According to media advocacy group Reporters Without Borders (or RSF for  Reporters Sans Frontieres), the Philippines ranked 133rd among  180 countries assessed for media freedom, with a score of 42.53.

This is six notches lower than the country's ranking in 2017, when it got a 41.08 grade and placed 127th. The global score is scaled from zero to 100, with zero as highest possible score.

READ: PH rises in world press freedom index rankings

RSF said the Philippines was Asia's deadliest country in 2017, when four of five journalists "targeted by gunmen" where killed.

A tracker by the Center for Media Freedom and Responsibility (CMFR) listed three media personalities killed last year. These were Christopher Iban Lozada, a radio broadcaster from Bislig, Surigao del Sur whose shooting was connected to the city mayor; Leo Diaz, a tabloid columnist shot dead in Batangas; and Joaquin Briones, a radio commentator and columnist who was gunned down in Masbate.

The RSF said that although President Rodrigo Duterte created a task force on media security in 2016 to address media killings, his administration used several methods to pressure and silence journalists who criticized his anti-illegal drug campaign.

It cited online media company Rappler, which faces cases from several government agencies, most notably, the Securities and Exchange Commission (SEC).

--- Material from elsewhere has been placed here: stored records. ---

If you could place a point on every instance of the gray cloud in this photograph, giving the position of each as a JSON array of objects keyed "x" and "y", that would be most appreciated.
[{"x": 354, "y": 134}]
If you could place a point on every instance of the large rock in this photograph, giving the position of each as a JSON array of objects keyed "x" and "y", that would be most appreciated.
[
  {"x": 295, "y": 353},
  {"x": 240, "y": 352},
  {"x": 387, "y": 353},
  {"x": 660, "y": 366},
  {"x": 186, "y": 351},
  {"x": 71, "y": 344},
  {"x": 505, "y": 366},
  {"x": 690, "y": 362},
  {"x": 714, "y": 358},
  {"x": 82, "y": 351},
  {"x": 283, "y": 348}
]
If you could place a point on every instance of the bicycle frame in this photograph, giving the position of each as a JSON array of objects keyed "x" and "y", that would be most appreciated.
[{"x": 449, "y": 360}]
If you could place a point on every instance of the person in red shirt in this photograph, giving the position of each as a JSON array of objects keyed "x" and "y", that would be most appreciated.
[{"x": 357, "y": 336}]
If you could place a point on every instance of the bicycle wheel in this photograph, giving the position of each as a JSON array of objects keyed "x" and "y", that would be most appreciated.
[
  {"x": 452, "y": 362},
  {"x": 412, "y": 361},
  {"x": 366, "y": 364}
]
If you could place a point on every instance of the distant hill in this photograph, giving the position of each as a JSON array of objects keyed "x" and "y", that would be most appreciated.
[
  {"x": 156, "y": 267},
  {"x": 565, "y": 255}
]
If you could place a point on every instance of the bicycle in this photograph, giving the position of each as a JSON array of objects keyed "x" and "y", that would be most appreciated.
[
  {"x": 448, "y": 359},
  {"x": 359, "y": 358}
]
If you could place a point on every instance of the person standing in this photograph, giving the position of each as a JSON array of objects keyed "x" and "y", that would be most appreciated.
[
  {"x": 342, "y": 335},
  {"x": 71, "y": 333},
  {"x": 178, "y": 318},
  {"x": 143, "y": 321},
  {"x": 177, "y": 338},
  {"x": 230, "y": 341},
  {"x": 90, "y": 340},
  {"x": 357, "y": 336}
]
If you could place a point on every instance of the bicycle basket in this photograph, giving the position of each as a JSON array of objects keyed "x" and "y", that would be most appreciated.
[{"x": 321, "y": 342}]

The SEC revoked Rappler's business license in January, saying the media outfit had engaged in fraud and circumvented the Constitutional provision on foreign ownership by failing to disclose over $1 million (around ₱50 million) in investments by U.S.-based Omidyar Network.

This decision led to the barring of Rappler's Malacañang reporter from Palace grounds and covering the President, a move widely-regarded as a violation of press freedom.

Duterte denied having a hand in the SEC decision,  saying that the decision was not an issue of press freedom, but abuse of power on the part of Rappler's owners.

"We never had a hand and I don't give a s*** if you continue or not continue with your network...Those people who have been attacking us below the belt...He who comes to equity must come with clean hands...if you're trying to throw garbage at us the least we can do to explain is (ask) how about you?! Are you also clean?" Duterte had demanded.

The President had also attacked the broadsheet Philippine Daily Inquirer and local television network ABS-CBN for alleged biased coverage of his administration.

But Presidential Spokesperson Harry Roque repeatedly said the administration was not against reporters critical of its policies.

"We will never prevent any media organization from practicing their profession. That is our firm commitment. We will never curtail the exercise of the freedom of the press, except access to the Palace is not part of the freedom of the press," he said in February.

The World Press Freedom Index serves an indicator of media freedom based on evaluations of pluralism, media independence, and respect for the safety and freedom of journalists.